In one sense, Paul Weitz’s “Grandma” is to Lily Tomlin what Wes Anderson’s “Rushmore” was to Bill Murray: a confirmation of the value, power and wonders of an underutilized – and sometimes misused – screen treasure. While we can hope that Weitz’s film will open for Tomlin some of the same kinds of creative opportunities “Rushmore” presented to Murray, the current document will have to suffice as a late(r) career tour de force. As the acid-tongued lesbian poet Elle Reid, Tomlin unleashes a torrent of perfectly timed comic barbs, fully realizing a woman whose outward no-bullshit, no-prisoners attitude illuminates her internal frustrations, regrets and doubts.
Weitz’s premise, that 18-year-old Sage (Julia Garner) turns to grandmother Elle for help in a race against the clock to fund an impending abortion, is as incredulous and farfetched as the film’s characterizations and interactions are immersive. We are asked to believe that Elle, a 70-something of some comfort and means, has impulsively shredded her credit cards, leaving her temporarily strapped for cash. Elle has also just broken up with Olivia (Judy Greer), their relationship presumably complicated by Elle’s continuing grief over the death of her longtime partner.
“Grandma” partially unfolds with a structure akin to Jim Jarmusch’s “Broken Flowers,” as Elle, hoping to put together some money, pays visits to a series of acquaintances. While all of these interactions hum with the unmistakable wit and intelligence of Tomlin’s comedic chops, Weitz folds in moments of melancholy and self-reflection, most notably in an exchange between Elle and Karl (Sam Elliott), a man still smarting from the pain caused by the dissolution of their relationship decades ago. The scene between Elliott and Tomlin is worth the price of admission: it is a sharply realized reunion a little sweet and plenty bitter.
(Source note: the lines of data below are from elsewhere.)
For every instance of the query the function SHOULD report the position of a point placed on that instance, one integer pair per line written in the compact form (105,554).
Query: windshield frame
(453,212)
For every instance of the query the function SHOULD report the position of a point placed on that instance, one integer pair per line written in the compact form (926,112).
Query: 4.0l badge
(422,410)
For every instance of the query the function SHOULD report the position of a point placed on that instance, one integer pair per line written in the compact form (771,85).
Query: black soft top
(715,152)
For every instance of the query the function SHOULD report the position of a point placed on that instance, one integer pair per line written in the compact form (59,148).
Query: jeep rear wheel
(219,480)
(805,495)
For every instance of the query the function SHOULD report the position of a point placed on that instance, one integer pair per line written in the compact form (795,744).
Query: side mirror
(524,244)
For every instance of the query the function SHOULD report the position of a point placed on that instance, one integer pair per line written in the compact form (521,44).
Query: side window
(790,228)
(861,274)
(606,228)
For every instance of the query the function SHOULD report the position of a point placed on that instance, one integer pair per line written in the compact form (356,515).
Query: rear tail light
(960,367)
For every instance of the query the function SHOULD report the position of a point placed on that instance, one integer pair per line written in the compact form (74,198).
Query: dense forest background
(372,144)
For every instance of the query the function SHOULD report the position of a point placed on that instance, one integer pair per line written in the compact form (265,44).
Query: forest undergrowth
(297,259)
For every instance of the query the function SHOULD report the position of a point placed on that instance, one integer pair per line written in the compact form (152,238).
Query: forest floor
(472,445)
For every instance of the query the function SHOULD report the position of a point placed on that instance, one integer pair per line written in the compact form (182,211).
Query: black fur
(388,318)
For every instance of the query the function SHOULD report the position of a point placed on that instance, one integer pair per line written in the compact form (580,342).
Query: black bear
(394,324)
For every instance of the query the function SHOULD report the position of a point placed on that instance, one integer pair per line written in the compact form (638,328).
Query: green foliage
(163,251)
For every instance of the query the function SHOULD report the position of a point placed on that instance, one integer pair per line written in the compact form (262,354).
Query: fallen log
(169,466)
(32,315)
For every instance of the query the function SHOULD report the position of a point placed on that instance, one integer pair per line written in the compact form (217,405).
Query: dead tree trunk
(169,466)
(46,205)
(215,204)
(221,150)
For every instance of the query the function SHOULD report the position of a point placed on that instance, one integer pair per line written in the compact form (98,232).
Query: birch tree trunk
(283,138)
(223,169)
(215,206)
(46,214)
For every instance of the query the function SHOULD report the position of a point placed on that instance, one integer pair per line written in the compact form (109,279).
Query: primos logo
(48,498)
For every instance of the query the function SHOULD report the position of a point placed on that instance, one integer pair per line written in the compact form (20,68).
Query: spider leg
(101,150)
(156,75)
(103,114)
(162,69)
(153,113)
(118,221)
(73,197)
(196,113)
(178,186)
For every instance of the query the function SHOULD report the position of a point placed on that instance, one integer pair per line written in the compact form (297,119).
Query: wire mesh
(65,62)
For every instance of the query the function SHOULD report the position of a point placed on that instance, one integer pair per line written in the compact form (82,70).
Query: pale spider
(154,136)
Like “Obvious Child,” “Grandma” announces its pro-choice point of view early and often, but as Scott Foundas wrote, the film is, thematically speaking, “about choice in both the specific and the abstract – about the choices we make, for good and for ill, and how we come to feel about them through the prism of time.” It is fair to argue, however, that Weitz’s focus on Elle partially obscures the potential range of emotions and feelings experienced by Sage as the two make their way toward the latter’s appointment to terminate her pregnancy. Even so, few popular movies situate abortion outside the common narrative binary that revolves around the implications of continuing/not continuing a character’s pregnancy.
Weitz builds into the script the outward differences among women representing three generations – a reluctant stop at the office of Elle’s daughter and Sage’s mother Judy, played by Marcia Gay Harden, deepens our knowledge of the characters through the tense dynamics of their interpersonal relationships. Despite their conflicts, Elle, Judy and Sage clearly care about one another. The victory lap, however, belongs to Tomlin, who has indicated in interviews the similarities and parallels between herself and the character she plays. Mark Olsen notes in his Los Angeles Times article that Tomlin as Elle “wears her own clothes and even drives her own car, a 1955 Dodge Royal Lancer she has owned since 1975.” A vehicle like that boasts an awful lot of personality, but it pales next to Tomlin.